Kolejny kraj nie wyklucza wysłania swoich wojsk do Ukrainy

Szefowa MSZ Annalena Baerbock, "nie wyklucza" wysłania niemieckich żołnierzy na Ukrainę w ramach sił pokojowych po ewentualnym zawieszeniu. Podczas spotkania ministrów spraw zagranicznych NATO w Brukseli podkreśliła, że oprócz gwarancji bezpieczeństwa, takich jak członkostwo w NATO, rozważana jest również "międzynarodowa obecność w celu zabezpieczenia rozejmu".

Manewry Grand Quadriga 2024 na Litwie
Manewry Grand Quadriga 2024 na Litwie
Źródło zdjęć: © East News
Mateusz Czmiel

04.12.2024 | aktual.: 04.12.2024 10:18

Zapytana o ewentualną rolę Niemiec w takiej misji, Baerbock stwierdziła, że Niemcy "wspierają z całych sił wszystko, co służy pokojowi w przyszłości".

Kwestia, kto mógłby wystawić siły pokojowe, nabiera szczególnego znaczenia w kontekście nadchodzącej zmiany władzy w Stanach Zjednoczonych. W Brukseli nie wyklucza się, że nowy prezydent USA, Donald Trump, mógłby próbować naciskać na Ukrainę i Rosję, by przystąpiły do negocjacji.

Trump mógłby na przykład zagrozić Ukrainie wstrzymaniem pomocy wojskowej w przypadku odmowy. Z kolei prezydentowi Rosji, Władimirowi Putinowi, mógłby zapowiedzieć zwiększenie wsparcia militarnego dla Kijowa, jeśli ten nie przystąpi do rozmów.

Dalsza część artykułu pod materiałem wideo

Europejscy żołnierze w misji pokojowej?

Nowa szefowa unijnej dyplomacji, Kaja Kallas, już w weekend wyraziła przekonanie, że europejscy żołnierze mogliby zabezpieczyć ewentualne zawieszenie broni w Ukrainie. Według niej, wojska te mogłyby pochodzić z krajów, które wcześniej deklarowały gotowość do rozmów na temat wysłania kontyngentu. Do tych państw zaliczają się na przykład Francja czy kraje bałtyckie.

We wtorek Radio Swoboda, powołując się na wysokiego rangą urzędnika NATO, podało, że Paryż i Londyn rozważają rozmieszczenie wojsk Francji i Wielkiej Brytanii na linii rozgraniczenia między Rosją a Ukrainą w celu monitorowania przestrzegania zawieszenia broni, które mogłoby zostać osiągnięte w wyniku negocjacji.

Przed zaprzysiężeniem Donalda Trumpa na prezydenta USA 20 stycznia Ukraina nie może liczyć na zaproszenie do członkostwa w NATO. Sekretarz generalny Sojuszu, Mark Rutte, podczas ostatniego spotkania ministrów spraw zagranicznych przed objęciem urzędu przez Trumpa, jasno to zaznaczył.

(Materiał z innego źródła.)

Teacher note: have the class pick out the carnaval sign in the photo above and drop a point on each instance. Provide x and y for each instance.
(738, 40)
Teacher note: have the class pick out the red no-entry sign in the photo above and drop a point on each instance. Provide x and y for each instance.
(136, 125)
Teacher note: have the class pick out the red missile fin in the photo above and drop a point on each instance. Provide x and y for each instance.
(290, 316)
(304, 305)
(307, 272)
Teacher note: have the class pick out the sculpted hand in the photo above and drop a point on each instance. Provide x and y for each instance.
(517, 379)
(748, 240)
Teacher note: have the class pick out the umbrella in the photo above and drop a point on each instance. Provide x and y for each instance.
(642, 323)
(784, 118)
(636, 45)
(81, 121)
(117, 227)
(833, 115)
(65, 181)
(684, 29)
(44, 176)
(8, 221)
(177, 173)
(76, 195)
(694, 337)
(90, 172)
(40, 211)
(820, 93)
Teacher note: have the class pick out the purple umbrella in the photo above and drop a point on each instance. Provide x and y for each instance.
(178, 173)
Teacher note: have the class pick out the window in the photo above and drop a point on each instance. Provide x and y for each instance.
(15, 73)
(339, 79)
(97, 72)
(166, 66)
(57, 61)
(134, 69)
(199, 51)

Dążenia Ukrainy do członkostwa w NATO

Kreml ostrzegał NATO przed przyjęciem Ukrainy, nazywając to "nieakceptowalnym" zagrożeniem. Nowy ukraiński minister spraw zagranicznych, Andrij Sybiha, spotkał się w Brukseli z sojusznikami na posiedzeniu Rady NATO-Ukraina, w którym uczestniczyła również Kaja Kallas.

Sybiha uważa, że członkostwo w NATO to "jedyna prawdziwa gwarancja" bezpieczeństwa kraju, jak podaje jego ministerstwo w Kijowie. Prezydent Ukrainy, Wołodymyr Zełenski, domaga się szybkiego przyjęcia do Sojuszu, by zabezpieczyć kontrolowane przez Kijów części kraju przed Rosją. W zamian jest gotów tymczasowo zrezygnować z odzyskania terenów zajętych przez Moskwę.

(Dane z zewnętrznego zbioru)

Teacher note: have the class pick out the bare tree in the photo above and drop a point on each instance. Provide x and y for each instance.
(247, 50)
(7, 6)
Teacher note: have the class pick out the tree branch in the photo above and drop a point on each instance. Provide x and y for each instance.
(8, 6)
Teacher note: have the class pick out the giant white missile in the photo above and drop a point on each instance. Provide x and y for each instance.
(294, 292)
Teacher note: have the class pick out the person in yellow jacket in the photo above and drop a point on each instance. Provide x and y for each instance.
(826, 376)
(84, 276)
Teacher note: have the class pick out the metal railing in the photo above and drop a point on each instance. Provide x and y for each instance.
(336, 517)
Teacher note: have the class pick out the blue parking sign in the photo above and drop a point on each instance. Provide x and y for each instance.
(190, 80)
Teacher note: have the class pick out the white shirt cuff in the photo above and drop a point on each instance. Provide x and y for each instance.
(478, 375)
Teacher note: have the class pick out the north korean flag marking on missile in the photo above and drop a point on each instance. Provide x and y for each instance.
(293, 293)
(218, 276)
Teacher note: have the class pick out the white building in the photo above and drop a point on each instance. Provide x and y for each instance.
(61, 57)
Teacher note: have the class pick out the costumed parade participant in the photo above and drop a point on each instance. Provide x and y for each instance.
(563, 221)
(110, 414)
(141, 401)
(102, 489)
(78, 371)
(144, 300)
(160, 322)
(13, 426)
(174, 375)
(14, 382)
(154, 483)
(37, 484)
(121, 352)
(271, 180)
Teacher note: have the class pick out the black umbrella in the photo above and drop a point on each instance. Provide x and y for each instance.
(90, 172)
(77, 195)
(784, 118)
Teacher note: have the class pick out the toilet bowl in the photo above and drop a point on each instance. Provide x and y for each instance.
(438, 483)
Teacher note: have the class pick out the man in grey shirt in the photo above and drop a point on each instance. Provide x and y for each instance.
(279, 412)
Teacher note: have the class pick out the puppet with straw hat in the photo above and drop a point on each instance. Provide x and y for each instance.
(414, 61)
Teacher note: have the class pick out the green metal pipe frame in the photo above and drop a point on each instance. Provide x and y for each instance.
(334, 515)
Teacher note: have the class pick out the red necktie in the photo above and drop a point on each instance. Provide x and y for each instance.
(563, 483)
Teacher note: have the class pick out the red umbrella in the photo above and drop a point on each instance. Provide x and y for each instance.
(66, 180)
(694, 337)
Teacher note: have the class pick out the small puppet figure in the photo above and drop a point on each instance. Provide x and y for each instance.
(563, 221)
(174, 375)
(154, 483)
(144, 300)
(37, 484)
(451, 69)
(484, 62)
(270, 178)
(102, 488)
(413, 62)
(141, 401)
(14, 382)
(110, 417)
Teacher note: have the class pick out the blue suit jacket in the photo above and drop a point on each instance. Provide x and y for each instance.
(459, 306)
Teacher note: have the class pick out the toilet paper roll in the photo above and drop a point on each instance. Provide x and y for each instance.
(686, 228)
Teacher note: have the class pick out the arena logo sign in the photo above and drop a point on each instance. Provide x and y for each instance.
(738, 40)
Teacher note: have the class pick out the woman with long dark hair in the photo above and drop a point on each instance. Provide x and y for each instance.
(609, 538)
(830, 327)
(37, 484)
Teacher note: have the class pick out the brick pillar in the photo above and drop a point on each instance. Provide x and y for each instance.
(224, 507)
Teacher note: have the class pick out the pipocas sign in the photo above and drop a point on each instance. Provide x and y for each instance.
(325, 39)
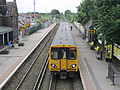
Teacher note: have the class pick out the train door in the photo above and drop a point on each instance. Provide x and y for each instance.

Trump planuje szybkie porozumienie z Putinem

Donald Trump zamierza po objęciu urzędu w ciągu "24 godzin" osiągnąć porozumienie z prezydentem Rosji, Władimirem Putinem, co wywiera ogromną presję na Zełenskiego. Sekretarz generalny NATO, Mark Rutte, nie dał jednak ukraińskiemu prezydentowi nadziei.

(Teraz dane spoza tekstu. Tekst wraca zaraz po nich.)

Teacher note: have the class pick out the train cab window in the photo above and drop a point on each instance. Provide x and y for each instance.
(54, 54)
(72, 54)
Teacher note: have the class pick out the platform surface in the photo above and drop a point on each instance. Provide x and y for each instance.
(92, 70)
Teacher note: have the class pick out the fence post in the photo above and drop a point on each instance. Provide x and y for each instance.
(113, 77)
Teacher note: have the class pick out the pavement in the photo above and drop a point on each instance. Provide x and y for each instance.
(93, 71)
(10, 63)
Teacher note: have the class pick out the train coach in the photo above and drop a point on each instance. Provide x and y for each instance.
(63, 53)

Stwierdził, że dla Sojuszu obecnie chodzi o "więcej pomocy wojskowej, a mniej o dyskusje na temat tego, jak wygląda proces pokojowy". Podkreślił, że Ukraina musi zostać doprowadzona do "pozycji siły" przed ewentualnymi negocjacjami z Rosją. Rutte spotkał się z Trumpem około dziesięciu dni wcześniej na Florydzie.